I've gone along bits of it and basically there is a bike path along most of its length or alongside parallel roads, if I remember aright. There is a much nicer way of getting from the Main to the Danube which is the Romantische Straße bike route. This will take you from Würzburg or Wertheim (depending where you want to pick it up) down to the Danube at Donauwörth and you will see some lovely medaeval towns along the way. However that does mean that if you are coming from the west you will miss Bamberg which is a jewel of a place. (I'm assuming you're going along the Main.) My choice would be to go to Bamberg and then hop on a local train back to Würzburg - it takes about an hour - and so along the Romantische Straße.


----------



## NickC (23 Jan 2009)

*Auntie Helen:* I don't know, I'm afraid, though I'm a bit doubtful that they'll take a tricycle. I'll ask at my local station and let you know.

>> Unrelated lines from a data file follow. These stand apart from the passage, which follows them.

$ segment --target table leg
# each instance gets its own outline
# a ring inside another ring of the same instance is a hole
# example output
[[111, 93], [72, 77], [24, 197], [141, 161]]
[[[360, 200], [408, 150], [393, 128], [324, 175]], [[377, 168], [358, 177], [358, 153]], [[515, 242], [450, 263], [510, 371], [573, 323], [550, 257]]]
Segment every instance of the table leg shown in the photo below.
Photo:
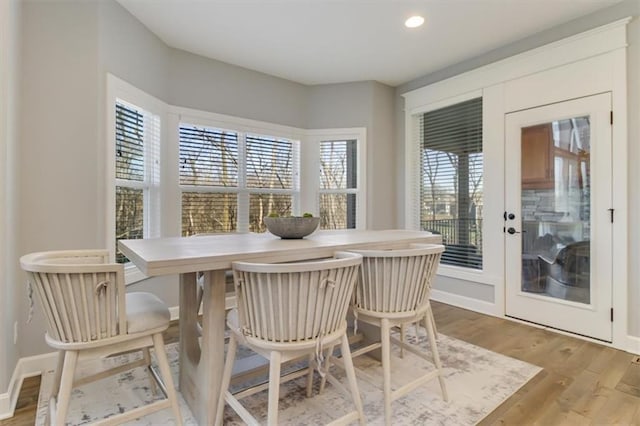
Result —
[[198, 342], [196, 274], [180, 277], [180, 391], [198, 424], [216, 418], [224, 367], [225, 272], [204, 274], [202, 336]]

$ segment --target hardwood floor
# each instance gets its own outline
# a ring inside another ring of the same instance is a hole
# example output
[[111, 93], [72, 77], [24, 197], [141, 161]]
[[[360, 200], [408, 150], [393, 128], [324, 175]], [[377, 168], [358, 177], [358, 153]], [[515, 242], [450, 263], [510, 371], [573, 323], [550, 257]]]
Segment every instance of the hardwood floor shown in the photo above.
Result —
[[[640, 425], [640, 357], [513, 321], [433, 303], [438, 331], [543, 367], [480, 425]], [[177, 323], [165, 334], [177, 341]], [[25, 380], [15, 416], [33, 425], [40, 378]]]

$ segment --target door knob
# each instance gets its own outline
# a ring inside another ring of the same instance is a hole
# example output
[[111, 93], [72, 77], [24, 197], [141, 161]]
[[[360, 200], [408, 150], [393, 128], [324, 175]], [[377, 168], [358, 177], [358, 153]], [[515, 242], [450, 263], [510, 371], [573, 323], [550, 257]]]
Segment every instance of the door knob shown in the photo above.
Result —
[[508, 216], [508, 217], [509, 217], [509, 219], [510, 219], [510, 220], [513, 220], [513, 219], [515, 219], [515, 218], [516, 218], [516, 215], [515, 215], [515, 214], [513, 214], [513, 213], [509, 213], [509, 216]]
[[515, 228], [509, 228], [509, 229], [507, 229], [507, 232], [508, 232], [509, 234], [511, 234], [511, 235], [513, 235], [513, 234], [519, 234], [519, 232], [518, 232], [518, 231], [516, 231], [516, 229], [515, 229]]

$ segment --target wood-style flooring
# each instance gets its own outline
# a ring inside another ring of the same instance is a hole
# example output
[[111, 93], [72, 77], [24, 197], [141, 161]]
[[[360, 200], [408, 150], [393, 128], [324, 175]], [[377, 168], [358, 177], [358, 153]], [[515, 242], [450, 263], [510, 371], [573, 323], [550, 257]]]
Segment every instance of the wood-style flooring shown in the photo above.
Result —
[[[640, 357], [517, 322], [433, 303], [438, 331], [543, 368], [480, 425], [640, 425]], [[177, 341], [177, 323], [167, 343]], [[40, 377], [25, 380], [15, 416], [33, 425]]]

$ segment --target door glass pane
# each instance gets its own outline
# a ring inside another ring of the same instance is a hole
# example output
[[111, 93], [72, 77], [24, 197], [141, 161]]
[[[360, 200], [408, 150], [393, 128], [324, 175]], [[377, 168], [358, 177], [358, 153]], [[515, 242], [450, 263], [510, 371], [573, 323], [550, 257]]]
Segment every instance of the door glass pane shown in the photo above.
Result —
[[522, 291], [590, 303], [589, 117], [521, 129]]

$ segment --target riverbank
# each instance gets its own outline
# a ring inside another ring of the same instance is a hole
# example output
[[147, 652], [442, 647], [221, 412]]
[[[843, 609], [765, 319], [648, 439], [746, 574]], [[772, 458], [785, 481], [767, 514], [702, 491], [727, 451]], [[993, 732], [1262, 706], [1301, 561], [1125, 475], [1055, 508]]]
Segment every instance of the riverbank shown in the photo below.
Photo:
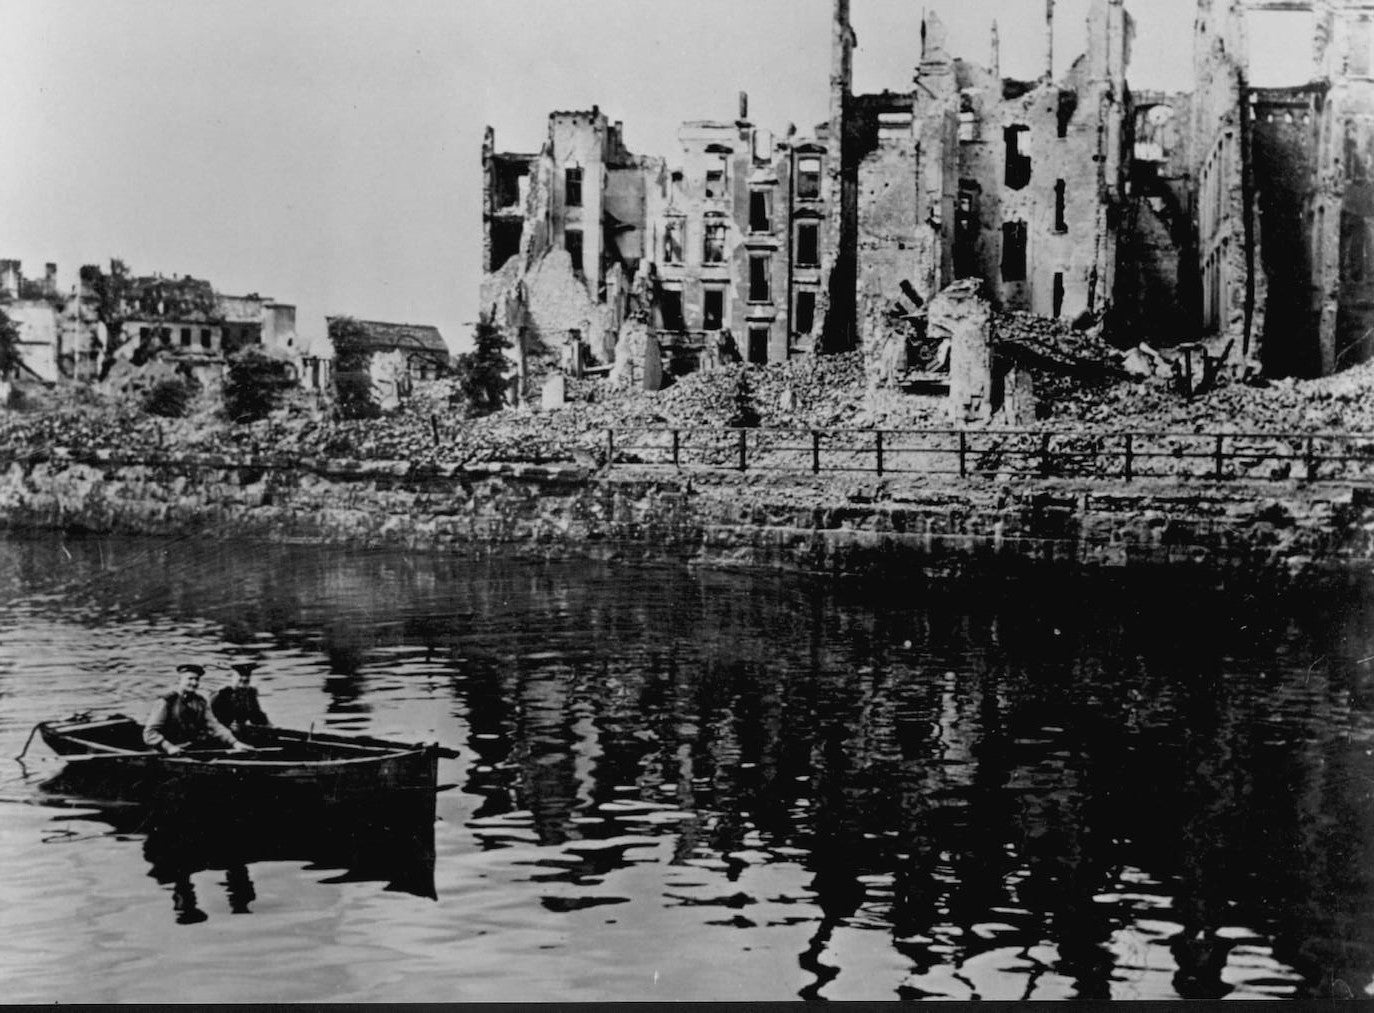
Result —
[[0, 469], [0, 524], [450, 554], [672, 559], [833, 574], [1192, 567], [1363, 574], [1346, 485], [691, 474], [63, 453]]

*Andy:* Many thanks for that, I'd vaguely heard of the Romantische Strasse, though I know nothing about it as yet. From what you say, it sounds like a more interesting alternative. I'll do some investigation.


----------



## rich p (23 Jan 2009)

I can highly recommend the Romantische Strasse too. I did it 2 years ago and it was a great experience.


----------



## Brains (23 Jan 2009)

I can highly reccomend the 'bikeline' books on the route. written in German, but even if you can't speak a word (I can't) well worth it for the excellent cycle maps

If fact as go as far as to say, don't leave home without it


----------



## NickC (24 Jan 2009)

*rich p, Brains:* Thanks guys. My German is not good (despite the fact that I live in the country next door), but it's good enough for me to be able to (sort of) read a guidebook, so I'll get hold of the book you mention Brains.


----------



## Andy in Sig (24 Jan 2009)

I occurs to me that if you are going to Croatia and do indeed follow the Romantische Strasse, this will take you all the way to Fussen at the start of the Alps. This is also the start point for the Via Claudia Augusta bike route (also covered by a Bikeline guide) which will get you to the Venice area.


----------



## NickC (25 Jan 2009)

*Andy:* Yes, that's true, but on this occasion I want to go along the Danube to somewhere before Vienna, turn right and go through eastern Austria close to the Neusiedlersee, then into Hungary, through Szombathely and south through a little bit of Slovenia and on through Varazdin. I'm aiming for the village of Visoko, about 75 km north east of Zagreb.


----------



## Brains (30 Jan 2009)

bike line books

http://www.stanfords.co.uk/stock/europe-bikeline-atlases-of-long-distance-cycling-routes/


----------



## NickC (31 Jan 2009)

Thanks Brains, the relevant books are now on order.


----------